IEEE Trans Image Process. 2016 Jun;25(6):2856-2865. doi: 10.1109/TIP.2016.2556940. Epub 2016 Apr 20.
This paper addresses the problem of recognizing human actions from RGB-D videos. A discriminative relational feature learning method is proposed for fusing heterogeneous RGB and depth modalities, and classifying the actions in RGB-D sequences. Our method factorizes the feature matrix of each modality, and enforces the same semantics for them in order to learn shared features from multimodal data. This allows us to capture the complex correlations between the two modalities. To improve the discriminative power of the relational features, we introduce a hinge loss to measure the classification accuracy when the features are employed for classification. This essentially performs supervised factorization, and learns discriminative features that are optimized for classification. We formulate the recognition task within a maximum margin framework, and solve the formulation using a coordinate descent algorithm. The proposed method is extensively evaluated on two public RGB-D action data sets. We demonstrate that the proposed method can learn extremely low-dimensional features with superior discriminative power, and outperforms the state-of-the-art methods. It also achieves high performance when one modality is missing in testing or training.

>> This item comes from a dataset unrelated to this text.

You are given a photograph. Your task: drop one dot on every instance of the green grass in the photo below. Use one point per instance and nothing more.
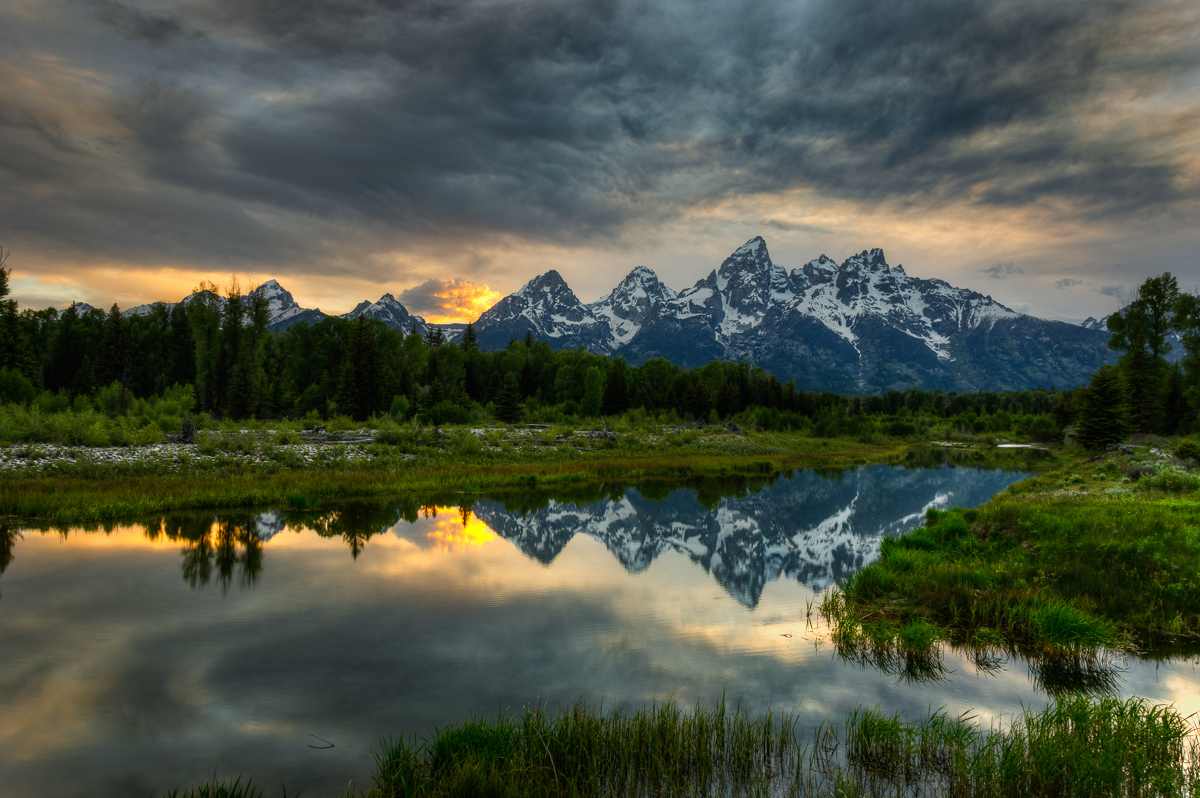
(1074, 748)
(433, 466)
(1063, 564)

本文探讨了从RGB-D视频中识别人类动作的问题。提出了一种判别性关系特征学习方法,用于融合异构的RGB和深度模态,并对RGB-D序列中的动作进行分类。我们的方法对每个模态的特征矩阵进行分解,并强制它们具有相同的语义,以便从多模态数据中学习共享特征。这使我们能够捕捉两种模态之间的复杂相关性。为了提高关系特征的判别能力,我们引入了一个铰链损失来衡量当特征用于分类时的分类准确率。这本质上执行了监督分解,并学习了针对分类进行优化的判别特征。我们在最大间隔框架内制定识别任务,并使用坐标下降算法求解该公式。所提出的方法在两个公共RGB-D动作数据集上进行了广泛评估。我们证明,所提出的方法可以学习具有卓越判别能力的极低维特征,并且优于现有方法。当测试或训练中缺少一种模态时,它也能实现高性能。